Business rankings have long been used as a method to examine which states are implementing policies that court and help thriving businesses and ultimately the state’s overall economic prosperity. Chambers of Commerce, elected offiicials, and economic development agencies often use such rankings to tout their states. But do these rankings truly reflect what helps workers, business, and state economies flourish? We’re not so sure.

Two large proponents of these rankings are the Tax Foundation and the American Legislative Exchange Council (ALEC). For example, ALEC’s Rich States, Poor States is an economic outlook ranking that ranks states based on 15 state policy variables. The overall argument in their reports is that states that tax and spend less see higher growth rates than do states that tax and spend more. However, relying solely on a state’s tax system is a poor indicator of whether or not businesses will locate in a specific state and will therefore help a state’s economy prosper. In fact, evidence shows productivity of workers and local economies, investments in human and physical capital, and many other factors play a much bigger role in leading states to a prosperous economy.

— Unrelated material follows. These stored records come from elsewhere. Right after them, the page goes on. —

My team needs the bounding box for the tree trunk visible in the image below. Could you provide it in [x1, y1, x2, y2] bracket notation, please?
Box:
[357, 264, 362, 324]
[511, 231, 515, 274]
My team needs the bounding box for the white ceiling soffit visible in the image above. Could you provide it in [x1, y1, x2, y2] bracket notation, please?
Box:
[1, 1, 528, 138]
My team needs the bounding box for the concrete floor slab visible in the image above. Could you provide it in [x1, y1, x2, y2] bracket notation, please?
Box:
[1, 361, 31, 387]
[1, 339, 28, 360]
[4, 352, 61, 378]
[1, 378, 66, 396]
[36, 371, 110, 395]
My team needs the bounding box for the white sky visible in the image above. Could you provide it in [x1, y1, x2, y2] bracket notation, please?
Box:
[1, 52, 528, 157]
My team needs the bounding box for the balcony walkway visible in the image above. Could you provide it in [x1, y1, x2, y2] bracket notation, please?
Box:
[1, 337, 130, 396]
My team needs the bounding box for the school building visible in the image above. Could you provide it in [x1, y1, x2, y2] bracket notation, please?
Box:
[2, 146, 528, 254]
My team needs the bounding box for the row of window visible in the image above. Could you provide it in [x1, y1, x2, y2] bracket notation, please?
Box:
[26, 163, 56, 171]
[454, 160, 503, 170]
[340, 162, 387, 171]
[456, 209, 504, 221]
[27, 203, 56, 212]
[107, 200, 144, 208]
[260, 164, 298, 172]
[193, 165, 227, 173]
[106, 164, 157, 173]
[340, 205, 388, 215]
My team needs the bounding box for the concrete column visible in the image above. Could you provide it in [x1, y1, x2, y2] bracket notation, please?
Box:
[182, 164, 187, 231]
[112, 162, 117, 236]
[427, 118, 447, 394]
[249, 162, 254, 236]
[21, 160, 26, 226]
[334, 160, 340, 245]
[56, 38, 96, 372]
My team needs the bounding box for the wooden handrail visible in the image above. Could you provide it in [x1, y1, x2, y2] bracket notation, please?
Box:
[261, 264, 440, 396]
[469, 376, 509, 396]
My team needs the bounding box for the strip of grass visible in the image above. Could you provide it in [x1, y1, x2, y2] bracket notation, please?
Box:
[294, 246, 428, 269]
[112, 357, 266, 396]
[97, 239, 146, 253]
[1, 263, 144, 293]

A well known example of a tax cut experiment gone wrong came out of our neighboring state, Kansas. In 2012, Governor Sam Brownback signed legislation which sharply cut income taxes across the board that leaned towards the wealthy, and that ultimately cut the state budget by 13 percent. The Brownback administration, much like ALEC members, believed that drastic cuts to state income taxes would generate thousands of jobs and encourage the growth of small businesses. However, not only did Kansas not see a growth in its economy, but its bond rating went down and they cut funding for vital services and programs including education.  Five years later, the experiment proved to be such a failure that the Republican-lead Kansas legislature voted to raise taxes overriding a Governor veto. Kansas has since served as a prime example of the negative effects of supply-side tax cuts as a method for measuring economic prosperity for the rest of the nation.

As Colorado enters its third longest economic expansion since 1900 and our unemployment rate – 2.3% – is at an all-time low (the lowest in the country to be exact), it is a good time to talk about what has really led our state to this time of economic prosperity. In particular, what strategies have worked, what policies have been passed, and/or what programs have been implemented that have allowed Colorado’s economy to continue to grow since 2009.

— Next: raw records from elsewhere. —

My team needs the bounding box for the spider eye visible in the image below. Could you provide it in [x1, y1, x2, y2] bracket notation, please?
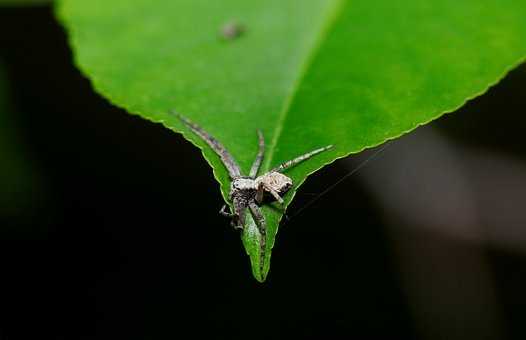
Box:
[232, 179, 244, 190]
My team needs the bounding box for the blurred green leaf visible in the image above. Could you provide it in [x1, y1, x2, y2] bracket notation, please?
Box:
[0, 63, 43, 218]
[58, 0, 526, 281]
[0, 0, 51, 6]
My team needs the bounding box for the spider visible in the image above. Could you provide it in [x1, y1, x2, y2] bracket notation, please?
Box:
[177, 114, 333, 234]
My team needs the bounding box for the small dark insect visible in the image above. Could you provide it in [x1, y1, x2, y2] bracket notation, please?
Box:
[220, 21, 246, 40]
[177, 114, 333, 236]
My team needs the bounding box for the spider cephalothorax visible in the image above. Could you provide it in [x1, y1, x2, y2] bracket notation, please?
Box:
[177, 114, 332, 234]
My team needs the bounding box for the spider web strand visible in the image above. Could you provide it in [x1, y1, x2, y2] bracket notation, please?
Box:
[286, 142, 392, 222]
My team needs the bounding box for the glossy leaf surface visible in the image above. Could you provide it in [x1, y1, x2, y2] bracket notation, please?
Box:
[58, 0, 526, 281]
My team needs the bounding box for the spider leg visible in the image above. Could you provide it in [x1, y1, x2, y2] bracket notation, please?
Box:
[219, 204, 233, 218]
[255, 182, 264, 205]
[220, 205, 242, 230]
[176, 113, 242, 179]
[249, 129, 265, 178]
[271, 145, 333, 173]
[248, 201, 267, 243]
[231, 197, 247, 230]
[266, 184, 284, 204]
[256, 182, 284, 205]
[232, 214, 244, 230]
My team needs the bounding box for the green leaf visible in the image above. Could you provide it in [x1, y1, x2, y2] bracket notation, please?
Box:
[57, 0, 526, 281]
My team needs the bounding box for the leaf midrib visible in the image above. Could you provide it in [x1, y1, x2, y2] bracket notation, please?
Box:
[263, 0, 346, 173]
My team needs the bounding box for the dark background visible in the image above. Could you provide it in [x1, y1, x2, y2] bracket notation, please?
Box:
[1, 5, 526, 340]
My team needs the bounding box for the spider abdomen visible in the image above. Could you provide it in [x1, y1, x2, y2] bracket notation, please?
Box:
[256, 172, 293, 196]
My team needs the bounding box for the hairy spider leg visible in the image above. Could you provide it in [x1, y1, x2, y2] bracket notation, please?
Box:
[271, 145, 334, 173]
[255, 185, 264, 204]
[256, 182, 284, 205]
[249, 129, 265, 179]
[177, 113, 242, 179]
[232, 195, 250, 230]
[219, 204, 233, 218]
[248, 201, 266, 247]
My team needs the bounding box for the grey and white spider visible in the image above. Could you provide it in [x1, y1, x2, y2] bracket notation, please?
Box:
[177, 114, 332, 234]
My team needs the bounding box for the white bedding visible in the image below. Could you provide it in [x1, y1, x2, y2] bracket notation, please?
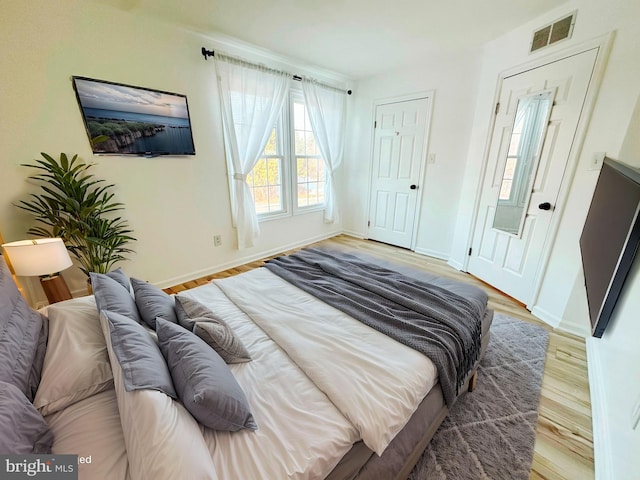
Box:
[210, 269, 438, 455]
[178, 278, 359, 480]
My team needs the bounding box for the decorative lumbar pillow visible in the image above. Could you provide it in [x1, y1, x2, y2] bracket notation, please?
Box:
[91, 272, 142, 324]
[175, 296, 251, 364]
[155, 317, 257, 432]
[131, 278, 177, 329]
[192, 321, 251, 364]
[0, 380, 54, 454]
[174, 295, 205, 331]
[0, 254, 48, 402]
[101, 310, 176, 398]
[34, 296, 113, 416]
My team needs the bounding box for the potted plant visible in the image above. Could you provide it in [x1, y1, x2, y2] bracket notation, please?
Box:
[15, 152, 136, 277]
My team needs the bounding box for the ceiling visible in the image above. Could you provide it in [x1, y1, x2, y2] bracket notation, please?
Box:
[97, 0, 569, 79]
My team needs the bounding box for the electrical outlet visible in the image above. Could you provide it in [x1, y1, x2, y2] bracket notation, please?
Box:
[213, 235, 222, 247]
[589, 152, 606, 171]
[632, 395, 640, 430]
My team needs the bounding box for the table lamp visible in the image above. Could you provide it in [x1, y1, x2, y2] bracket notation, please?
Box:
[1, 238, 73, 304]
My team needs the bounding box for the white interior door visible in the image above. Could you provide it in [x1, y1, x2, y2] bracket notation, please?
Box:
[368, 97, 430, 248]
[468, 49, 598, 305]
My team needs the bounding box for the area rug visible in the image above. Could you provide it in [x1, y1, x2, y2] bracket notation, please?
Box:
[408, 313, 550, 480]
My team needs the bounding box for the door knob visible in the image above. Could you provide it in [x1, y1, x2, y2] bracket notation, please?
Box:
[410, 184, 418, 190]
[538, 202, 552, 210]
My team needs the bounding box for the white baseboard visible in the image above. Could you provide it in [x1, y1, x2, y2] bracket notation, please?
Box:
[447, 258, 465, 271]
[339, 231, 448, 261]
[586, 338, 613, 480]
[529, 305, 562, 329]
[155, 231, 340, 289]
[148, 231, 450, 289]
[413, 247, 449, 261]
[556, 317, 590, 338]
[530, 304, 589, 337]
[340, 229, 365, 239]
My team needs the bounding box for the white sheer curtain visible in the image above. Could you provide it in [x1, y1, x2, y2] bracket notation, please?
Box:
[215, 54, 289, 248]
[301, 79, 347, 224]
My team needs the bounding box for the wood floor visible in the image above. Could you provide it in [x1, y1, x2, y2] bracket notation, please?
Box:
[164, 235, 594, 480]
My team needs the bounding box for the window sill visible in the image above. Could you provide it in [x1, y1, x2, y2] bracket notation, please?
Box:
[293, 205, 324, 216]
[257, 205, 324, 222]
[257, 211, 291, 223]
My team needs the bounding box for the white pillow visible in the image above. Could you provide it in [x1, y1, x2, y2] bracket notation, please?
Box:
[34, 297, 113, 416]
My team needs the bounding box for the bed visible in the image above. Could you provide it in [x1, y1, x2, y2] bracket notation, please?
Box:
[0, 244, 492, 480]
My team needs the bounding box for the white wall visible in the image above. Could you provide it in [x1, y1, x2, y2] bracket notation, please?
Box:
[447, 0, 640, 477]
[585, 84, 640, 480]
[0, 0, 348, 301]
[343, 49, 481, 259]
[587, 254, 640, 480]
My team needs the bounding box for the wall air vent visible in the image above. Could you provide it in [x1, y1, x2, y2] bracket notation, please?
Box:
[530, 11, 576, 53]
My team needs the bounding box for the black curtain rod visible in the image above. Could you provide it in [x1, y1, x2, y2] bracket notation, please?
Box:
[201, 47, 352, 95]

That is why we are creating a new blog series titled the “Real Path to State Prosperity.”  This six part series, beginning in October, will focus on six distinct areas that create long term shared prosperity, not just in Colorado but in all states. Within each blog we will highlight our work, as well as the work of our partner organizations whose commitment to economic prosperity has created a thriving Colorado.

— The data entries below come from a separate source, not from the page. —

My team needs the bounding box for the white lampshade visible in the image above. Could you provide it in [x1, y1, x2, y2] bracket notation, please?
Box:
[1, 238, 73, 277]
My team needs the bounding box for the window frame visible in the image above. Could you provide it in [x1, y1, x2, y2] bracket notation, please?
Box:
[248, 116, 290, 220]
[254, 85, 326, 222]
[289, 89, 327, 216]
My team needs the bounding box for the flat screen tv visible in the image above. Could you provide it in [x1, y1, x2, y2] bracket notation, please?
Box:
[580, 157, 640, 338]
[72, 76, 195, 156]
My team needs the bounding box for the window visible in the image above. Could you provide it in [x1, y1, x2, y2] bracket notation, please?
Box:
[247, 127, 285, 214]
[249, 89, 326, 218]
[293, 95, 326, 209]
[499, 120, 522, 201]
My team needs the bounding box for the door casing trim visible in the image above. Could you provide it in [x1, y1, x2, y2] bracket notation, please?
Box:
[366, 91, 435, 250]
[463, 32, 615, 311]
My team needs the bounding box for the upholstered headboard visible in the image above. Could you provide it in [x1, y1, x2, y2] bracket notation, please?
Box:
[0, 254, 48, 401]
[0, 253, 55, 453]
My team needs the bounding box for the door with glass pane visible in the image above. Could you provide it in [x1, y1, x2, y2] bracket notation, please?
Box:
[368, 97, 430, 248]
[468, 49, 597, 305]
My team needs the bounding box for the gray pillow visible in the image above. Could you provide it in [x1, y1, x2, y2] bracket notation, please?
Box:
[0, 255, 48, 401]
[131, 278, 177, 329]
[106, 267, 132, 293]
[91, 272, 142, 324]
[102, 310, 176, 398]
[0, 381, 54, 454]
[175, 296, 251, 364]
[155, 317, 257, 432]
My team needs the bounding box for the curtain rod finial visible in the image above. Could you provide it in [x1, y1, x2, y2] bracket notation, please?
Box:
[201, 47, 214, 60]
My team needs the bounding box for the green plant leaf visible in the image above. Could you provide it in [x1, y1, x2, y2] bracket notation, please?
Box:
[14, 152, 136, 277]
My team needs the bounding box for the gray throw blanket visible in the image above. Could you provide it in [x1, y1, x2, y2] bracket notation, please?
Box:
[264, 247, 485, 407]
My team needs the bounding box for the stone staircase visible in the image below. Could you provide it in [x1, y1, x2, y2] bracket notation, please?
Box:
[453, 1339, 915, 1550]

Using framework from Peter Fisher’s, Grading the States, Business Climate Ranking and the Real Path to Prosperity, which is dedicated to explaining how states can truly promote long term growth and broadly shared prosperity, we will focus on the following topics:

  1. The Importance of Productivity, Wages, and Shared Prosperity
  2. How Education & Job Training Boost Productivity
  3. Investments in Infrastructure Bring High Returns
  4. Healthy Workers Are More Productive
  5. Innovation and Entrepreneurial Activity are Key to Economic Growth
  6. Making Sure Productivity Gains Lead to Higher Wages

It is our hope that the “Real Path to State Prosperity” blog series will provide us an opportunity to rexamine and redefine what investments in our communities actually lead to thriving businesses and broadly shared economic prosperity for all Coloradans, as well highlight the progress we’ve made in Colorado.